Prosedur dan syarat pembuatan PT.sebenarnya susah susah gampang. Susah bagi orang yang pemalas dan nggak mau berusaha, dan gampang bagi orang yang semangat dan selalu berusaha. Apa aja sih prosedur dan syaratnya dan seberapa besar sih susahnya? Prosedur dan syaratnya adalah sebagai berikut:

  1. Mempersiapkan modal untuk mendirikan PT. ini nih yang berat, kita harus siap-siap modal banyak untuk membuat PT. Modal dasar PT adalah sebesar 50 juta rupiah dengan setoran minimal 25% sebagai modal untuk PT tersebut.tapi tenang.. denger denger pemerintah akan mempermudah kita dengan mengeluarkan aturan baru yang mana besar modal dasar pembuatan PT tergantung kesepakatan para pendirinya. Hal ini telah disebutkan dalam Peraturan Pemerintah Nomor 29 Tahun 2016 tentang Perubahan Modal dasar PT. akan tetapi persyaratan modal itu hanya berlaku untuk para UMKM saja.

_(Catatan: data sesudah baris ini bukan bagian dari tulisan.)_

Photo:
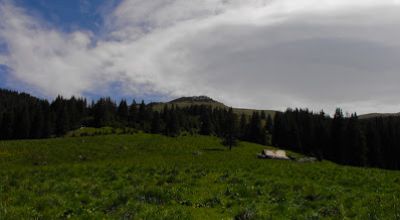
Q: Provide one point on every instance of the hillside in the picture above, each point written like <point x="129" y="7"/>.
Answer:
<point x="375" y="115"/>
<point x="145" y="176"/>
<point x="204" y="100"/>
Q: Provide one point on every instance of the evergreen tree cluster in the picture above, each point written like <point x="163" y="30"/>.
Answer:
<point x="23" y="116"/>
<point x="343" y="139"/>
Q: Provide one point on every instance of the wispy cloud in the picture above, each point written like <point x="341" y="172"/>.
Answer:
<point x="254" y="53"/>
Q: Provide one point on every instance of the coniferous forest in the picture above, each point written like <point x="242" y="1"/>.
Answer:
<point x="373" y="142"/>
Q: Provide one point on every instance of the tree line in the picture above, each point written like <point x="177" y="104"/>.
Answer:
<point x="373" y="142"/>
<point x="25" y="117"/>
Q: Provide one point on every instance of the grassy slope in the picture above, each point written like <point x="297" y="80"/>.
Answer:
<point x="155" y="177"/>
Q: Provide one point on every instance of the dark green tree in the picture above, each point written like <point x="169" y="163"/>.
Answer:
<point x="230" y="133"/>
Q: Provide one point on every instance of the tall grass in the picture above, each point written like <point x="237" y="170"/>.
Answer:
<point x="143" y="176"/>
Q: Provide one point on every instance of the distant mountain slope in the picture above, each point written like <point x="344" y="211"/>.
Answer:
<point x="204" y="100"/>
<point x="376" y="115"/>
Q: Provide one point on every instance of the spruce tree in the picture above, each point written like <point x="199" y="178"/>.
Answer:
<point x="230" y="130"/>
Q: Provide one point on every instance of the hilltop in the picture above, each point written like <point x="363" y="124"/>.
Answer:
<point x="377" y="115"/>
<point x="205" y="100"/>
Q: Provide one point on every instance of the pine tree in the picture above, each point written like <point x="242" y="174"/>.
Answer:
<point x="230" y="130"/>
<point x="123" y="112"/>
<point x="206" y="124"/>
<point x="156" y="123"/>
<point x="133" y="111"/>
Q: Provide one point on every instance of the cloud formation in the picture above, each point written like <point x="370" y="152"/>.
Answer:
<point x="254" y="53"/>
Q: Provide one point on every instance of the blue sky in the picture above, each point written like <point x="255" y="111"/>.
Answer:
<point x="70" y="14"/>
<point x="264" y="54"/>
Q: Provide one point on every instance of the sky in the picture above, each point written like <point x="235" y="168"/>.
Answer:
<point x="263" y="54"/>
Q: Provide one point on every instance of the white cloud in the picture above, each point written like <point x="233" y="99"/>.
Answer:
<point x="253" y="53"/>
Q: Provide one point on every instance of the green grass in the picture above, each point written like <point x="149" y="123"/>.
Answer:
<point x="143" y="176"/>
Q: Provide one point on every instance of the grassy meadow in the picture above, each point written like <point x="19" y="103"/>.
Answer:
<point x="143" y="176"/>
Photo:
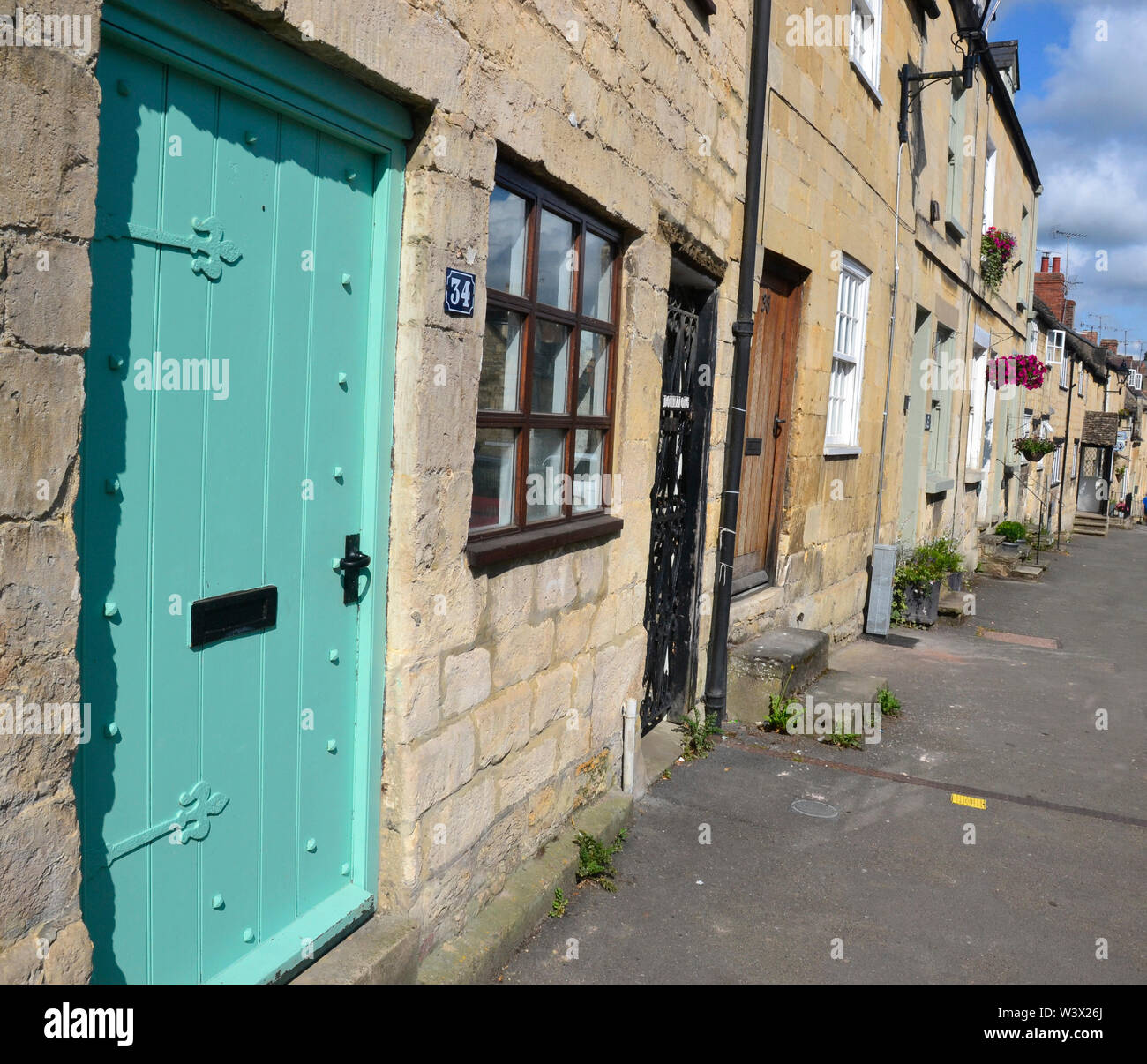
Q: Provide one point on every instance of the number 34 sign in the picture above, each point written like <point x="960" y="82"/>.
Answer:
<point x="459" y="293"/>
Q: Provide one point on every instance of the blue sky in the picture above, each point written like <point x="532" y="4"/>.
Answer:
<point x="1083" y="103"/>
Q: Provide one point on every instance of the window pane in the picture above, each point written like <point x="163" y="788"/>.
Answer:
<point x="588" y="461"/>
<point x="597" y="287"/>
<point x="546" y="475"/>
<point x="493" y="478"/>
<point x="506" y="267"/>
<point x="551" y="366"/>
<point x="592" y="374"/>
<point x="555" y="261"/>
<point x="501" y="356"/>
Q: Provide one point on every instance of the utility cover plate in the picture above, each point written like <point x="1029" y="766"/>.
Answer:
<point x="809" y="807"/>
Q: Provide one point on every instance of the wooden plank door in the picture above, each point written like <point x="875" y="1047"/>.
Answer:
<point x="767" y="430"/>
<point x="224" y="451"/>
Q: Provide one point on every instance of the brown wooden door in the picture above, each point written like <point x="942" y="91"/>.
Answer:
<point x="767" y="430"/>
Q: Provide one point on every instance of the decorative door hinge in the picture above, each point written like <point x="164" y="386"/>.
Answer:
<point x="190" y="822"/>
<point x="207" y="252"/>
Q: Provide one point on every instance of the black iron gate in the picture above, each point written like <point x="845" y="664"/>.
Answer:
<point x="678" y="489"/>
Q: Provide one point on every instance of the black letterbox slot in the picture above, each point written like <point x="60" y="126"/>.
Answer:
<point x="233" y="613"/>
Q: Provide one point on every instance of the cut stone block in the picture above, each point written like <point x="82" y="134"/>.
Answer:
<point x="837" y="686"/>
<point x="763" y="665"/>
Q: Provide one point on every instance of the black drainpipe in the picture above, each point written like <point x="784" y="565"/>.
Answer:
<point x="717" y="673"/>
<point x="1063" y="464"/>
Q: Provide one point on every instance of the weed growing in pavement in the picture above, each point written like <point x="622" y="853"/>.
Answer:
<point x="698" y="734"/>
<point x="780" y="708"/>
<point x="596" y="860"/>
<point x="840" y="738"/>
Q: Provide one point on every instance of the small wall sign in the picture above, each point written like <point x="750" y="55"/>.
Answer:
<point x="459" y="293"/>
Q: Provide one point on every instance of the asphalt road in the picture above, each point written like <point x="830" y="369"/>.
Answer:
<point x="888" y="890"/>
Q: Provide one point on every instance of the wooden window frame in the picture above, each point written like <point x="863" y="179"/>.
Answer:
<point x="521" y="538"/>
<point x="849" y="443"/>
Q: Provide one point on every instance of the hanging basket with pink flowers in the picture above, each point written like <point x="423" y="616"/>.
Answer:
<point x="996" y="250"/>
<point x="1024" y="371"/>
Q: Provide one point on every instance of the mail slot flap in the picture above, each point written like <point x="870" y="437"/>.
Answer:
<point x="234" y="613"/>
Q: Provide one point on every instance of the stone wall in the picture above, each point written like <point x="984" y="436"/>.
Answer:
<point x="830" y="188"/>
<point x="506" y="685"/>
<point x="49" y="111"/>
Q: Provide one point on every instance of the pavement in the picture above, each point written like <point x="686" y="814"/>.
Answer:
<point x="721" y="880"/>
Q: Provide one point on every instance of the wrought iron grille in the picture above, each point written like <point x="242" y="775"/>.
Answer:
<point x="669" y="615"/>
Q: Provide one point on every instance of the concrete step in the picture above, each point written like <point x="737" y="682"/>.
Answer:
<point x="958" y="603"/>
<point x="657" y="750"/>
<point x="790" y="658"/>
<point x="845" y="687"/>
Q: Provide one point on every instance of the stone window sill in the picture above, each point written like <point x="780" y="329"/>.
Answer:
<point x="866" y="81"/>
<point x="521" y="544"/>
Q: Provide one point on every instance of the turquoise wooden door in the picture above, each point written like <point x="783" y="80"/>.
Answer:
<point x="228" y="448"/>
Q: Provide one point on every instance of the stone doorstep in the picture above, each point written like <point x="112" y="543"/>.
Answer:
<point x="1029" y="573"/>
<point x="838" y="686"/>
<point x="493" y="934"/>
<point x="385" y="950"/>
<point x="951" y="603"/>
<point x="657" y="750"/>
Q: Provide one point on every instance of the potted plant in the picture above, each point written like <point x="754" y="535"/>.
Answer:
<point x="996" y="250"/>
<point x="1014" y="533"/>
<point x="918" y="581"/>
<point x="1033" y="447"/>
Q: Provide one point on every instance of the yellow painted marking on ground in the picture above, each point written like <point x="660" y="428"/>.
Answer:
<point x="975" y="803"/>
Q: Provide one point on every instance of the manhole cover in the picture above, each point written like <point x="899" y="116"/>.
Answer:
<point x="813" y="808"/>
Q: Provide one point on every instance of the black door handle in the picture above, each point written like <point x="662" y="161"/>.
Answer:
<point x="350" y="565"/>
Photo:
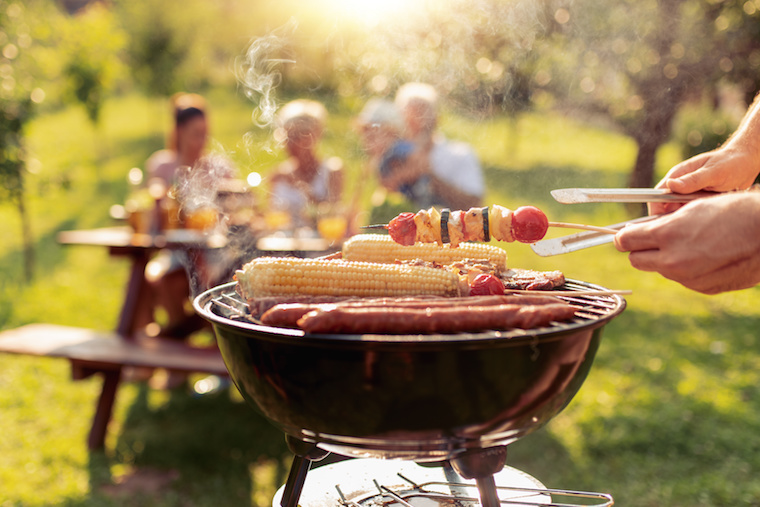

  2. Setelah modal, hal yang perlu dilakukan adalah menentukan domisili usaha. Hal ini bertujuan untuk mendapatkan Surat Keterangan Domisili Perusahaan.
  3. Menentukan bidang usaha sesuai KBLI. KBLI adalah singkatan dari Klasifikasi Baku Lapangan Usaha Indonesia. Hal ini seperti adanya klasifikasi di dalam menentukan jenis usaha yang nantinya akan digunakan untuk melihat kode bidang usaha yang akan dimuat di dalam SIUP dan juga TDP
  4. Prosedur dan syarat selanjutnya adalah membuat BPJS Ketenagakerjaan untuk PT. Pengurusan BPJS bisa dilakukan secara online agar lebih cepat dan efisien.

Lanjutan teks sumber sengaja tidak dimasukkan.